WATC Meatloaf with BBQ Sauce

Posted by Donna-Marie Pye on

Hosting a crowd? Serve em this MEATLOAF WITH BBQ SAUCE RECIPE! This is our new favourite way of preparing the main course that everyone seems to know. The big difference with this homemade meatloaf recipe is the way Weekend at the Cottage adds loads of memorable flavour by using their signature Weekend at the Cottage BBQ Sauce. Yup, wait until you try this easy MEATLOAF WITH BBQ SAUCE RECIPE!

 This MEATLOAF WITH BBQ SAUCE RECIPE is perfection on a plate! Better still, the BBQ SAUCE is available for purchase at RELISH COOKING STUDIO.

(Recipe courtesy of of Nik Manojlovich from Weekend At The Cottage)

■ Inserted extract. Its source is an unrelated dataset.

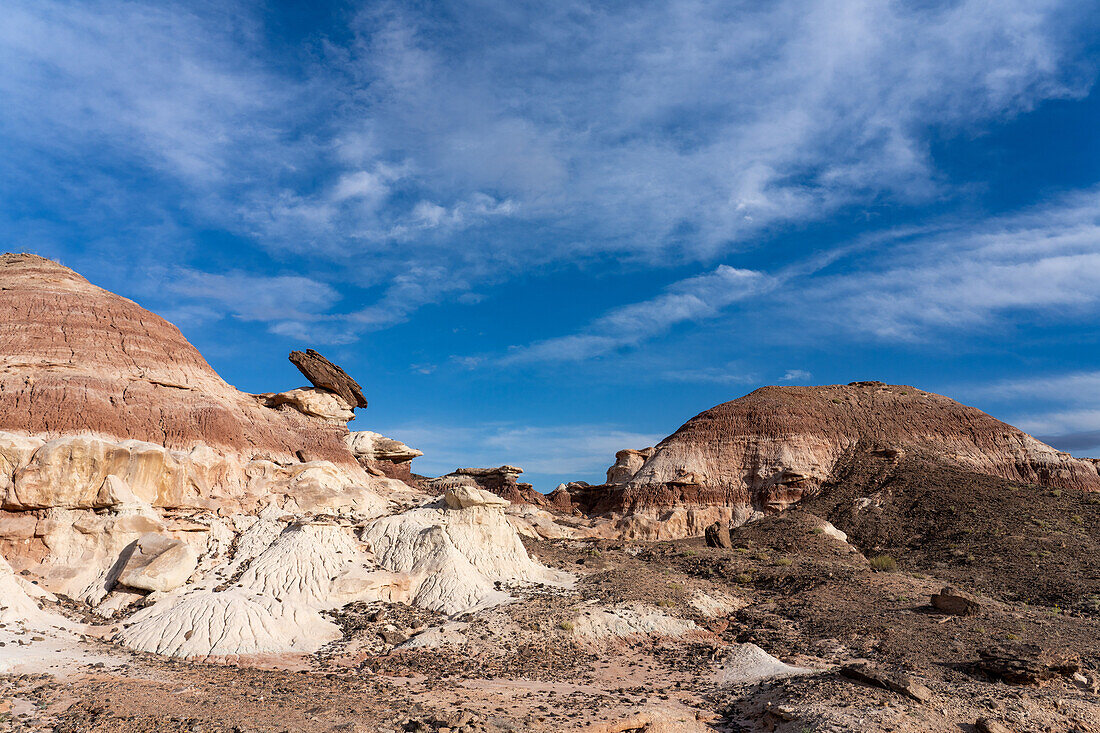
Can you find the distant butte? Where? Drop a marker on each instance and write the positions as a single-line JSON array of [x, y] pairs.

  • garlic cloves, chopped
  • 3 green onions, chopped
  • ½ white onion, chopped
  • 1 carrot, peeled and roughly chopped
  • 2 celery ribs, roughly chopped
  • 2 tbsp butter or olive oil
  • 2 tsp Worcestershire sauce
  • 2 tsp kosher salt
  • 1-½ tsp black pepper
  • 1 tbsp dried oregano
  • ⅓ cup WATC BBQ Sauce
  • 2 lbs ground beef
  • 1 lb ground pork
  • 2 eggs, room temperature
  • ¾ cup breadcrumbs
  • ¼ cup fresh parsley, chopped



  • 2 tbsp fresh parsley, chopped


  1. Preheat the oven to 350°F with the rack in the middle position. 
  2. Prepare the vegetables: Melt the butter in a medium-sized skillet on medium heat. Coat the vegetables in the melted butter. Toss in pan for about 5 minutes or until veggies are soft and translucent. Remove from heat. Set aside and cool completely. 
  3. Prepare the meatloaf mixture: Place the pork and beef in a large bowl. Add the BBQ SAUCE, oregano and Worcestershire sauce followed by the cooled vegetables, eggs, breadcrumbs and parsley. Mix together by hand. Transfer the meat mixture into a 9 x 13-inch glass casserole dish and shape into a loaf. 
  4. Brush and bake: Stir BBQ SAUCE and tomato paste together in a small bowl then brush it across the top and sides of the meatloaf. Transfer to oven and bake for 60 - 70 minutes. An instant-read thermometer inserted into the centre of the loaf should read 155°F or 62°C when done. Remove from oven and cool for 10 minutes. 
  5. Sprinkle with chopped parsley, slice and serve.